The Commissioner does not seriously dispute that the change from weaving yarn to knitting yarn was of such nature as to constitute a change in the character of the business within the meaning of section 722 (b) (4), but contends that the change was not "immediately prior to the base period" since it was made in 1933; the change did not result in increased earnings and is, therefore, not a qualifying change under the statute; the petitioner's base period earnings are not an inadequate standard of normal earnings; and, finally, the petitioner has failed to establish what would be a fair and just amount representing normal earnings to be used as a constructive base period earning. Regulations 112, section 35.722-3 (d), is to the effect that no temporal limitation can be placed upon the term "immediately prior to the base period" for the purpose of section 722 (b) (4). Morgan Construction Co., 23 T. C. 242.

*182 The petitioner began making the changeover to knitting yarns in 1933 but it was not until 1935 that it had a sufficiently large production to complete the necessary adjustments for the change or to establish *377 a market for its knitting yarns. Approximately 4,000 pounds of knitting yarn were produced in 1933, 111 pounds in 1934, and 90,519 pounds in 1935. The change to knitting yarns may be considered as having taken place immediately prior to the base period. Morgan Construction Co., supra.

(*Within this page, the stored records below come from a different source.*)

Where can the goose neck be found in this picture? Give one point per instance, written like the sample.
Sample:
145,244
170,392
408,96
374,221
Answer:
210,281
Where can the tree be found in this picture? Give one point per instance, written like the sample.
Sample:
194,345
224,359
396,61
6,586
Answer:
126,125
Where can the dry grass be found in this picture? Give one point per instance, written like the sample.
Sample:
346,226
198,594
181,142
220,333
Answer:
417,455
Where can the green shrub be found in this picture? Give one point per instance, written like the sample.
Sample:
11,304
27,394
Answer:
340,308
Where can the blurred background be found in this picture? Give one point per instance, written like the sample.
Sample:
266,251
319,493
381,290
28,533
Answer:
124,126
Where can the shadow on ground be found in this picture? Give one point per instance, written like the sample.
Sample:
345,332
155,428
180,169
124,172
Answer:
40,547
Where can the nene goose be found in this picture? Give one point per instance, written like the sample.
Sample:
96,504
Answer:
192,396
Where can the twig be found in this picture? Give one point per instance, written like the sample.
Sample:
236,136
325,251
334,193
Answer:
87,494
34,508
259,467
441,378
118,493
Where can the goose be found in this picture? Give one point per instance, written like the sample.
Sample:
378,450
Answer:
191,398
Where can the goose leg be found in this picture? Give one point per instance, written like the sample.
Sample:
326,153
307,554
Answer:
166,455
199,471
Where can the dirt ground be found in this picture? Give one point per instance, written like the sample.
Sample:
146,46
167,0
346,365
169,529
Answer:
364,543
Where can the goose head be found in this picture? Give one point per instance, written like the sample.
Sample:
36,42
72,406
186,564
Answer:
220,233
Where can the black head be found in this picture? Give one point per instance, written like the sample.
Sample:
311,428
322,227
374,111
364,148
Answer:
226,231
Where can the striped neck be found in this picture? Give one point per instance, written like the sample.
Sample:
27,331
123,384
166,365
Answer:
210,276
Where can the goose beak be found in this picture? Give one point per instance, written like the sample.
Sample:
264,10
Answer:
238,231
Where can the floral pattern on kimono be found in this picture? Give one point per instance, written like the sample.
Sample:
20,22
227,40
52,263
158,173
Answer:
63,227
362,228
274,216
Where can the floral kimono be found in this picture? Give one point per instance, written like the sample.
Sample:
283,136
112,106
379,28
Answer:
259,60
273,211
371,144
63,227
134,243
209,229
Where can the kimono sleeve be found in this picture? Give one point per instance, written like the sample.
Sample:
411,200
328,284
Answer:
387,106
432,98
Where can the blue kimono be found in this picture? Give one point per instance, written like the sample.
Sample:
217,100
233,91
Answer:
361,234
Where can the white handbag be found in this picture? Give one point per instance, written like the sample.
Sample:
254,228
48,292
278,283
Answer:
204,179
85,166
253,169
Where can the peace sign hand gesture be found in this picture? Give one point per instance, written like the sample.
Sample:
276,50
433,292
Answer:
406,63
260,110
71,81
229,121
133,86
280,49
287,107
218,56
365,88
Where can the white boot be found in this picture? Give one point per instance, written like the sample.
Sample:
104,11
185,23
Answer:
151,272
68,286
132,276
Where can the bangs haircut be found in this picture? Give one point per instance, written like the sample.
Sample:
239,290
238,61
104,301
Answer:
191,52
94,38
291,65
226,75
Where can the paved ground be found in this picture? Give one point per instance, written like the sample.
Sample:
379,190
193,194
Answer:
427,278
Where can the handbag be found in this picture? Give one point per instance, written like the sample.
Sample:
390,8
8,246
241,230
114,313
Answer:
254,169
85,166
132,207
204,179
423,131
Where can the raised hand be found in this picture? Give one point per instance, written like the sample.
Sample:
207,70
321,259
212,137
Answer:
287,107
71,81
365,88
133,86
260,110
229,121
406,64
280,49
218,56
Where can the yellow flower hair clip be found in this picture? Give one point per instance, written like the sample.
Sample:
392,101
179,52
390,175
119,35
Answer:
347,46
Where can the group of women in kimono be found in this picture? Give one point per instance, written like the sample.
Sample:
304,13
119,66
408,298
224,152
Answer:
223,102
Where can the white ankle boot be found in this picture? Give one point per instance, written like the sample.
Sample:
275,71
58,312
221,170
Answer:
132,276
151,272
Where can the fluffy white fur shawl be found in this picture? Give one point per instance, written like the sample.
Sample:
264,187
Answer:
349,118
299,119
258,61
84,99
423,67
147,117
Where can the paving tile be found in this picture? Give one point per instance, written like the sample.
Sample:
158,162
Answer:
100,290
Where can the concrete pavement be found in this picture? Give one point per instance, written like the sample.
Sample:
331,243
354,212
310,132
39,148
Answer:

A more serious question is, what effect the change had on the petitioner's earnings. The petitioner, in a reconstruction of base period earnings, would be entitled only to such increased earnings as might reasonably be attributed to the change. The petitioner's situation showed improvement by the close of the base period, after at least 4 years of development under the change, but it was barely breaking even. It had losses of over $ 6,000 in 1935 and 1937, and income of only $ 91.29 in 1936, $ 79.68 in 1938, and $ 34.11 in 1939. Even if we look to later results, the petitioner's case is no better. There was a further loss of $ 2,047.63 in 1940 and *183 only $ 148.64 of income in 1941, the sixth year after the change to knitting yarns. It was not until the war economy years of 1942, 1943, and 1944 that the petitioner had any substantial profits. The evidence is that in 1942 and 1943 most of the production of wool yarn was on Government orders. The woolen industry was in a highly competitive state throughout, and some time prior to, the base period, and most woolen yarn manufacturers were operating at below capacity. The industry as a whole suffered net losses in every year from 1927 to 1935, except for 1933. The petitioner had an average yearly net loss of approximately $ 6,000 for the base period, yet its base period average was its best for any 4-year period since 1923. It had sustained net losses ranging from approximately $ 2,800 to nearly $ 10,000 in every year since 1927.

The present record does not justify a finding that if all of the changes relied upon by the petitioner had taken place 2 years earlier than they actually did, the petitioner would have had an average base period net income sufficient to produce excess profits credits greater than those allowed it under the invested capital method.

Reviewed by the Special*184 Division.

Decision will be entered for the respondent.